# Hydrogeodesy: Monitoring surface waters from space
### Exercise 4: From river level to discharge

Daniel Scherer, DGFI-TUM  
Wintersemester 2022/23

**Contents**
1. Simple Rating Curve
2. Jones Rating Curve considering hysteresis effect

**Study Area: Mississippi River at Natchez (Mississippi, USA)**  

Discharge Variation:   5000 - 60000 m³/s
Water Level Variation: 5 - 25 m

Following data is used in this exercise:  
- In-Situ discharge and water level data recorded at the Natchez Gauge [USGS]
- Combined satellite altimetry data from Envisat, Jason-2/3, and Sentinel-3A/B [www.dahiti.dgfi.tum.de]

#### Preprocessing
Load the required packages and data:

In [None]:
import pandas as pd
import matplotlib.pyplot as plt
import numpy as np
from scipy import optimize

In [None]:
# these are all pandas series
dahiti_waterlevel = pd.read_pickle('Data/DAHITI_waterlevel.pkl')
insitu_waterlevel = pd.read_pickle('Data/insitu_waterlevel.pkl')
insitu_discharge = pd.read_pickle('Data/insitu_discharge.pkl')

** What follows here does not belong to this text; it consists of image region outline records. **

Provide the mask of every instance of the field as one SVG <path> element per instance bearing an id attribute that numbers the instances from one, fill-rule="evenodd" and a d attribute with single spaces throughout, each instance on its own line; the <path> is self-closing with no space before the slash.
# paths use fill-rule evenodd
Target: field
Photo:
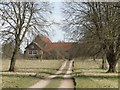
<path id="1" fill-rule="evenodd" d="M 51 75 L 63 60 L 17 60 L 16 72 L 8 72 L 9 60 L 2 61 L 2 88 L 27 88 Z"/>
<path id="2" fill-rule="evenodd" d="M 17 60 L 16 72 L 8 72 L 9 60 L 2 61 L 2 88 L 28 88 L 43 78 L 54 74 L 63 60 Z M 66 74 L 69 61 L 61 74 L 51 79 L 45 88 L 57 88 Z M 75 88 L 118 88 L 118 74 L 101 69 L 101 60 L 74 60 L 72 77 Z M 118 65 L 117 65 L 118 71 Z"/>
<path id="3" fill-rule="evenodd" d="M 100 68 L 101 60 L 76 60 L 73 77 L 76 88 L 118 88 L 118 74 L 106 73 Z"/>

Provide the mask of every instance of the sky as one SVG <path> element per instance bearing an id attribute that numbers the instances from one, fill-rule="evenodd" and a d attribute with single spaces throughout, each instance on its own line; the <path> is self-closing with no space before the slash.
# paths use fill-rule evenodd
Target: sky
<path id="1" fill-rule="evenodd" d="M 55 2 L 53 4 L 54 4 L 53 5 L 54 9 L 51 18 L 54 19 L 56 23 L 62 23 L 62 19 L 63 19 L 62 10 L 61 10 L 62 3 Z M 49 35 L 50 40 L 52 42 L 64 41 L 65 32 L 62 31 L 60 25 L 54 25 L 52 28 L 53 31 L 50 32 L 51 34 Z"/>

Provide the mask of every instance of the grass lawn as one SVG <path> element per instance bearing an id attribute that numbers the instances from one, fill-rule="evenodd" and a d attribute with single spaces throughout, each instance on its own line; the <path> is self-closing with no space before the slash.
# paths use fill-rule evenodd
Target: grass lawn
<path id="1" fill-rule="evenodd" d="M 27 88 L 51 75 L 63 60 L 17 60 L 16 72 L 8 72 L 10 60 L 2 61 L 2 88 Z"/>
<path id="2" fill-rule="evenodd" d="M 101 61 L 76 60 L 73 77 L 76 88 L 118 88 L 118 74 L 100 69 Z"/>

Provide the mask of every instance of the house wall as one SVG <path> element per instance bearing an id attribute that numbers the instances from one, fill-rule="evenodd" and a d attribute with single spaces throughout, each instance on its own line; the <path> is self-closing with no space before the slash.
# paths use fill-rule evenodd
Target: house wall
<path id="1" fill-rule="evenodd" d="M 34 46 L 34 48 L 32 48 L 32 46 Z M 35 54 L 29 54 L 30 50 L 36 50 L 37 54 L 43 54 L 43 50 L 41 50 L 40 48 L 38 48 L 36 45 L 31 44 L 28 48 L 26 48 L 25 51 L 25 56 L 29 57 L 29 56 L 35 56 Z"/>

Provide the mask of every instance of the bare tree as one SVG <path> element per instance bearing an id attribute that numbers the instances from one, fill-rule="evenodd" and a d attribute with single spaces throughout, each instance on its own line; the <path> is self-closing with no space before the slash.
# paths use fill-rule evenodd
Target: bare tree
<path id="1" fill-rule="evenodd" d="M 16 55 L 27 33 L 40 33 L 47 26 L 47 15 L 50 13 L 49 3 L 35 2 L 2 2 L 0 18 L 3 29 L 0 35 L 3 40 L 15 41 L 9 71 L 15 71 Z M 45 17 L 46 15 L 46 17 Z"/>
<path id="2" fill-rule="evenodd" d="M 96 53 L 106 52 L 108 72 L 116 72 L 120 56 L 119 8 L 115 7 L 118 2 L 71 2 L 65 6 L 64 29 L 70 31 L 74 39 L 86 43 L 88 48 L 98 47 Z"/>

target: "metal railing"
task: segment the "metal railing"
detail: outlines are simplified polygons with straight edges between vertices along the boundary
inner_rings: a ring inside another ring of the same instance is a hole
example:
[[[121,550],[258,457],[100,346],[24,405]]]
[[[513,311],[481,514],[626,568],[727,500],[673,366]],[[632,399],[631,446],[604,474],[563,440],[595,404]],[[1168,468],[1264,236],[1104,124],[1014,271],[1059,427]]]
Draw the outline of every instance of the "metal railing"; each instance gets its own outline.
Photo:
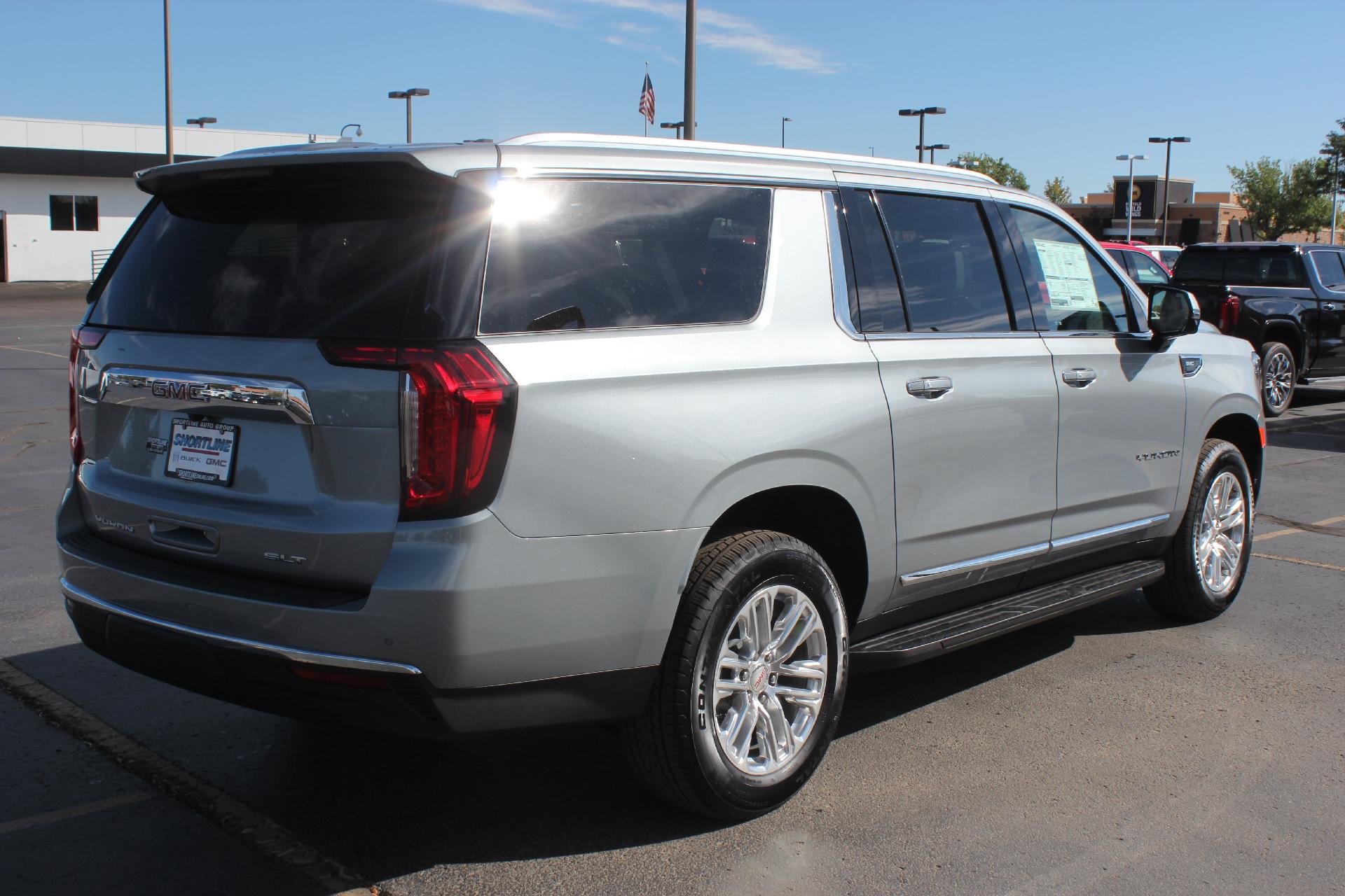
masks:
[[[98,279],[98,271],[102,266],[108,263],[108,258],[112,257],[113,250],[110,249],[94,249],[89,253],[89,279]]]

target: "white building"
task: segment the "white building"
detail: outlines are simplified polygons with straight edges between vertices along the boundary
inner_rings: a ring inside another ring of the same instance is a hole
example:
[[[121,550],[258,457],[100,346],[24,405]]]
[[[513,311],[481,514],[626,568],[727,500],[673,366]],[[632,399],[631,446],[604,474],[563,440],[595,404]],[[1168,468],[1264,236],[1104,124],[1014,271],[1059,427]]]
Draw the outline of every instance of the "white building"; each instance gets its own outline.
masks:
[[[331,136],[174,128],[174,160],[327,142]],[[130,176],[161,165],[163,125],[0,116],[0,282],[90,279],[148,196]]]

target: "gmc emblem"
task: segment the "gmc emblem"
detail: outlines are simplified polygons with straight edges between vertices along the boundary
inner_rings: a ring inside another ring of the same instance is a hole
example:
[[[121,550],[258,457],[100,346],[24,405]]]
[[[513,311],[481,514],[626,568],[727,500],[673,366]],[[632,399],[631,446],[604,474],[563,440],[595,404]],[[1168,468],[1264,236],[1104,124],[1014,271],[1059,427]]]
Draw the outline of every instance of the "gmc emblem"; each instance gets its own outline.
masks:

Adjust the water levels time series to a common reference (they are from different sources and reference different vertical datums):

In [None]:
offset = (insitu_waterlevel - dahiti_waterlevel).mean()
dahiti_waterlevel += offset

It is easier to work with the data when we gather all the series in one dataframe:

In [None]:
df = pd.DataFrame({
    'insitu_waterlevel':insitu_waterlevel,
    'insitu_discharge':insitu_discharge,
})
df

We can simply find synchron measurements:

In [None]:
df.dropna()

... and plot the data:

In [None]:
df.plot.scatter('insitu_waterlevel','insitu_discharge',label='In-Situ Observations')
plt.xlabel("Water Level [m]")
plt.ylabel("Discharge [m3/s]")
plt.legend()
plt.show()

**What physical processes might occur at the gauging station judging from the plot above?**  
(see lecture script (20.12.2022, p.20f))

#### 1. Simple Rating Curve

A rating curve models the ratio between water level and discharge.  
It can be used to extend discharge time series over a period where only water level data are available.

In this first step, we fit a simple polznomal function to the data.

Fit a function to the data (Which degree would be suitable?): 

In [None]:
degree = ... # choose a degree
# np.polyfit fits a polynom to the data using least-squares and returns the coefficients
coefficients = np.polyfit(
    x = df.dropna().insitu_waterlevel,
    y = df.dropna().insitu_discharge,
    deg = degree)
# np.poly1d takes the coefficients and returns the fitted function
fitted_function = np.poly1d(coefficients)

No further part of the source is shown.